Ingredients
The following ingredients have 4 Servings
- 375 gram packet frozen puff pastry, thawed
- milk
- 1/2 cup jam
- 1 tablespoon icing sugar
- 1 teaspoon vanilla essence
- 300 millilitre carton thickened cream
Instruction
- Lightly grease eight 5cm x 15cm cream horn tins. Roll pastry thinly on lightly floured surface to a rectangle and cut into 2cm strips.
- Moisten one edge of each strip with water; starting at the point of cone, wind strips around the cone, overlapping the moistened edge. Do not stretch the pastry.
- Bring pastry to about one cm from end of cone; repeat with remaining pastry.

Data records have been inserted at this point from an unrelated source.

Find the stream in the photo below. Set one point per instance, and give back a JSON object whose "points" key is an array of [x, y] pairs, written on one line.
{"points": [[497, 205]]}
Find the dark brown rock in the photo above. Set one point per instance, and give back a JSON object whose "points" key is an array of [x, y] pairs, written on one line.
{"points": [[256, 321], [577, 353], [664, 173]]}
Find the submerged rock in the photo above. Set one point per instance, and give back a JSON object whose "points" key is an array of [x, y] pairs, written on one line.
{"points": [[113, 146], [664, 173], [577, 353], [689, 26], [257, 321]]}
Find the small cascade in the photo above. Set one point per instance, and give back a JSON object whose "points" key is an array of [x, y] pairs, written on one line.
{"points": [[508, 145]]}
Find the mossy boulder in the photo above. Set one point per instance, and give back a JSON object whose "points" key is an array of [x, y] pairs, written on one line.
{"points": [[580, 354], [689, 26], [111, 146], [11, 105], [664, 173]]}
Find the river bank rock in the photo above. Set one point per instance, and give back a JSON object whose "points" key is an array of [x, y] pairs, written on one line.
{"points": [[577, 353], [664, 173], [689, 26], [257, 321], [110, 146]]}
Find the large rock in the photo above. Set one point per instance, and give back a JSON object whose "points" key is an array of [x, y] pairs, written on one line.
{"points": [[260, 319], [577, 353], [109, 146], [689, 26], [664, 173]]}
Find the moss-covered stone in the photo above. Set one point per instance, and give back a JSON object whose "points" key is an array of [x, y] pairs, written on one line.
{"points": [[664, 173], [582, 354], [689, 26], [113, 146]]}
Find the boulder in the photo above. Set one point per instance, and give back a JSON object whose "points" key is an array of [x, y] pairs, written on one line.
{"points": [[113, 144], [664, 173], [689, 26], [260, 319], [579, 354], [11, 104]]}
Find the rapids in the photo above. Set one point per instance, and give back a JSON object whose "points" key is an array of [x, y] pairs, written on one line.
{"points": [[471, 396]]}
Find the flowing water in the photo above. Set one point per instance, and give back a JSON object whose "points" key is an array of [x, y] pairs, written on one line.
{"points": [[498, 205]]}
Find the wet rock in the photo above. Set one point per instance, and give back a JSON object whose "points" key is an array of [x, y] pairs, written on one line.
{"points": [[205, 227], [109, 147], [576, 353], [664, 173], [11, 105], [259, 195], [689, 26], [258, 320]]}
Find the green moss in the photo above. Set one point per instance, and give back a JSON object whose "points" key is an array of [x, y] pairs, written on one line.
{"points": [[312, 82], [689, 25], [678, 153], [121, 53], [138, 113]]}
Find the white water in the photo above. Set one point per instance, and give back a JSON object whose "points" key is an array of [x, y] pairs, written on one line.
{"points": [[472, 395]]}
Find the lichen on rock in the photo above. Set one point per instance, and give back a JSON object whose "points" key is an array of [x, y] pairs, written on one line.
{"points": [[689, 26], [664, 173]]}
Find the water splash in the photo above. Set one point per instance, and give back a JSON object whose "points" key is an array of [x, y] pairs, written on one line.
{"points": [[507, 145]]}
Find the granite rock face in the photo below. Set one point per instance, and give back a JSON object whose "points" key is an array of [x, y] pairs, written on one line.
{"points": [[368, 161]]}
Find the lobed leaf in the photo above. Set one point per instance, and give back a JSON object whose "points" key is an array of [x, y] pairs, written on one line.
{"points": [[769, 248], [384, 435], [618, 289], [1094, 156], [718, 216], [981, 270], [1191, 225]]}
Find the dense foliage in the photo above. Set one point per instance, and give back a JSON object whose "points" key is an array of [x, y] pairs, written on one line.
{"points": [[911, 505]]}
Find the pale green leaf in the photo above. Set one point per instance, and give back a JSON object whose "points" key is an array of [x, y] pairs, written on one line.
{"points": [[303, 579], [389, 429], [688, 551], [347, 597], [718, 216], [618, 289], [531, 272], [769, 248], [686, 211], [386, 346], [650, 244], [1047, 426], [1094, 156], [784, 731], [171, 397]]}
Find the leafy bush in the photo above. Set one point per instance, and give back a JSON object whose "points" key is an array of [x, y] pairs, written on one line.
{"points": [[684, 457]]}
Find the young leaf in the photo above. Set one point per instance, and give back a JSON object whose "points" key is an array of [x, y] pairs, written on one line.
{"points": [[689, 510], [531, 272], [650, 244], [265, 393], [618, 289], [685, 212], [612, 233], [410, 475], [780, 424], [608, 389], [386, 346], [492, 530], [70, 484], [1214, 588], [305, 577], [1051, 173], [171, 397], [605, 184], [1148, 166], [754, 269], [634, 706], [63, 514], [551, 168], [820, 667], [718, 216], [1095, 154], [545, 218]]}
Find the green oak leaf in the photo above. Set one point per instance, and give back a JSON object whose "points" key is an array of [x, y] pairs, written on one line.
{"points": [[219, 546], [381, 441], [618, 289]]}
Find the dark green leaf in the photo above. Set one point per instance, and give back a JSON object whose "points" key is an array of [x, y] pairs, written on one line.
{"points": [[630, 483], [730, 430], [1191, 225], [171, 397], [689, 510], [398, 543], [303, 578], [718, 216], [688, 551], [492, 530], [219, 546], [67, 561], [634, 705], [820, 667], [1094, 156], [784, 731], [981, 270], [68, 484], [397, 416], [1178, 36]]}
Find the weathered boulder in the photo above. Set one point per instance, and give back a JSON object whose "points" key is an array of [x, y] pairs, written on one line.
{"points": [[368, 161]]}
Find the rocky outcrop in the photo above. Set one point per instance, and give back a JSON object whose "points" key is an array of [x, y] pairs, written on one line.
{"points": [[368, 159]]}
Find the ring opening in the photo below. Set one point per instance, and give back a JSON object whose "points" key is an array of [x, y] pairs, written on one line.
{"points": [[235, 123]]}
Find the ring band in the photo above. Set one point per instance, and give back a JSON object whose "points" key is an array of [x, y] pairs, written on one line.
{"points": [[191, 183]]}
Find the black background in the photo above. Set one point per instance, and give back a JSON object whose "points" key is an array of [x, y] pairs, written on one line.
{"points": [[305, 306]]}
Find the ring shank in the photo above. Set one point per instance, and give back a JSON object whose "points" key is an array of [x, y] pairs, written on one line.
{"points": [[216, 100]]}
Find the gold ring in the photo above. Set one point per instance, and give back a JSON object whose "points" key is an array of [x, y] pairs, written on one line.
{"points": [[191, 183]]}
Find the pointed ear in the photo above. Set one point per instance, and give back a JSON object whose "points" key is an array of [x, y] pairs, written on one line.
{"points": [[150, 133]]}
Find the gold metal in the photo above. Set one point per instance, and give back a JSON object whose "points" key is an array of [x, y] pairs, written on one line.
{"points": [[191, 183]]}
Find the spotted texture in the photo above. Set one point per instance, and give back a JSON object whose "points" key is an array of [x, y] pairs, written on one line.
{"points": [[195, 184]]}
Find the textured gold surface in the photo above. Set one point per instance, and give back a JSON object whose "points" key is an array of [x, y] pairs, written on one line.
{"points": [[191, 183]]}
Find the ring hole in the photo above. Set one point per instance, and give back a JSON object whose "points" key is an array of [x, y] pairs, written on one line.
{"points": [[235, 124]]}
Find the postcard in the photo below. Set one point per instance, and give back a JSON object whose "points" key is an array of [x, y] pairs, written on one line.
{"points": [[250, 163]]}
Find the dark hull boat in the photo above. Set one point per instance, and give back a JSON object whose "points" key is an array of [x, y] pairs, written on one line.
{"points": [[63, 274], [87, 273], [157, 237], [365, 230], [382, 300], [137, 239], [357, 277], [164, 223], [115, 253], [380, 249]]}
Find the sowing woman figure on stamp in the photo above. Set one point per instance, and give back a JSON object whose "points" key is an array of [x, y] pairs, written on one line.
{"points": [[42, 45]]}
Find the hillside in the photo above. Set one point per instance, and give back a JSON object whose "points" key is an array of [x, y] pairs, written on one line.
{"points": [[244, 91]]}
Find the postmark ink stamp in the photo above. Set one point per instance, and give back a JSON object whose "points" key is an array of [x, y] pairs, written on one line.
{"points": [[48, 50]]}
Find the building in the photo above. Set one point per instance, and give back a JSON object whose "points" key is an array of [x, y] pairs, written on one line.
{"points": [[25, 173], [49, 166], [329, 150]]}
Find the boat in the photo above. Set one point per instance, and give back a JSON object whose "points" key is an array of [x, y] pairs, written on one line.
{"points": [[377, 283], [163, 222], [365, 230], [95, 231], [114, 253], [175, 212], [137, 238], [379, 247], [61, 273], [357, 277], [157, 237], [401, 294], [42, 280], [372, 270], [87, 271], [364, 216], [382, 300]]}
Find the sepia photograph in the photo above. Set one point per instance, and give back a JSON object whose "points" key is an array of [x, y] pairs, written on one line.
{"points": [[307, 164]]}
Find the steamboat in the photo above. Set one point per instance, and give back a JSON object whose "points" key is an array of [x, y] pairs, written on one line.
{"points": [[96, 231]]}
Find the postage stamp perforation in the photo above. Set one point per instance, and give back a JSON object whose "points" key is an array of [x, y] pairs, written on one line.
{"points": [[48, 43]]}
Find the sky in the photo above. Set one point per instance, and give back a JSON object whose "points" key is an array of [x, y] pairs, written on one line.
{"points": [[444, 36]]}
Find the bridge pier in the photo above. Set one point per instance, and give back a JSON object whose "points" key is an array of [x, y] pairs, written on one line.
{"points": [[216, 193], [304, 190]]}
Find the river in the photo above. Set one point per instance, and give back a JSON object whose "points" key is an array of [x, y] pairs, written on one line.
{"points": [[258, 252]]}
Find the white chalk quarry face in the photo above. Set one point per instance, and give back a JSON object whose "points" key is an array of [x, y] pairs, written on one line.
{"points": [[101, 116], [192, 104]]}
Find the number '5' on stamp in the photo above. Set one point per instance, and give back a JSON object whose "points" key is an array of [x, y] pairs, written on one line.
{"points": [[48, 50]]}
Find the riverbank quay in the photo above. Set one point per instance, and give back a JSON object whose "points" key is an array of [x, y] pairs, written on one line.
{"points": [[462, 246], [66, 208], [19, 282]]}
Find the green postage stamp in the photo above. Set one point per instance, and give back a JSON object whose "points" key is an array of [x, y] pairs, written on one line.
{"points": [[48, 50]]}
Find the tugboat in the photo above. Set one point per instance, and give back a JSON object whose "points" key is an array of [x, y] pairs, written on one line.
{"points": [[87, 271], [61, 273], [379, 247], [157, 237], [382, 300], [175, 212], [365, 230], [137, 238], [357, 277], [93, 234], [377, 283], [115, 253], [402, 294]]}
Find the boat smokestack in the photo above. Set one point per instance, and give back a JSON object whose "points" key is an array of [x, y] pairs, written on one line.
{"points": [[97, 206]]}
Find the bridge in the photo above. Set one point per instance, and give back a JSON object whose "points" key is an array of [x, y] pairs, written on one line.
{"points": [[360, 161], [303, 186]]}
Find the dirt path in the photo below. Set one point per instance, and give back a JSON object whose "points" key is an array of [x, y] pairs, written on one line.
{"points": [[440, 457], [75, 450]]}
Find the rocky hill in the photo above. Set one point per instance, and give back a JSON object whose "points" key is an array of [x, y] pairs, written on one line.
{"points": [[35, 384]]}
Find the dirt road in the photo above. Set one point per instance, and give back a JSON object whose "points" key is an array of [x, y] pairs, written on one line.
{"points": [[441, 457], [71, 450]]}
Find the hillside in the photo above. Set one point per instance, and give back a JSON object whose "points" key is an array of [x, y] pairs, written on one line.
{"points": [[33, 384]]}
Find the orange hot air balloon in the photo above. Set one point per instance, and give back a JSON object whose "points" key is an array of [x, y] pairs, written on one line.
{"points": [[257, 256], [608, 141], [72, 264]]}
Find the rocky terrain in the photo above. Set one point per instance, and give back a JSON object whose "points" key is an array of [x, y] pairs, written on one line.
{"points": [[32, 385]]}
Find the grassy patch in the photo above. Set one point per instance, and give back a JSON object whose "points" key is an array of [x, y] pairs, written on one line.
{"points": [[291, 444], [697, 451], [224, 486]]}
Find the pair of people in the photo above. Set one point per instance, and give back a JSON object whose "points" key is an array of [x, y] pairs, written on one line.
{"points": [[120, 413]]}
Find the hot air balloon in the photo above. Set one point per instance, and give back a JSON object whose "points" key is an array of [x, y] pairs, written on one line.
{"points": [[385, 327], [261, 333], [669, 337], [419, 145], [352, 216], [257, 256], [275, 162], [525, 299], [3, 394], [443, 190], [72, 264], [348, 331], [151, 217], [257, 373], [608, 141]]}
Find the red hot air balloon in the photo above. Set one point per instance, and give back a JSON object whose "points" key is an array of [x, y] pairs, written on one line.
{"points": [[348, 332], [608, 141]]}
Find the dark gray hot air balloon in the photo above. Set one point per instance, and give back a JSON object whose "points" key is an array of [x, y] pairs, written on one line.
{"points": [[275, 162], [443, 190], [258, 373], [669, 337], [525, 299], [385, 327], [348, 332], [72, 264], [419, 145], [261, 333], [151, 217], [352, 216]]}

- Place cones about three cm apart on lightly greased oven tray and brush pastry lightly and evenly with milk. Bake in a moderate oven for 30 minutes; slip tins from pastry horns and bake about five further minutes or until pastry is crisp. Cool on wire rack.
- To make the chantilly cream, combine all ingredients in a bowl and refrigerate for 30 minutes. Beat with electric mixer or rotary beater until soft peaks form.
- Spoon jam into pastry horns and spoon or pipe chantilly cream into horns just before serving. Dust with a little icing sugar, if desired.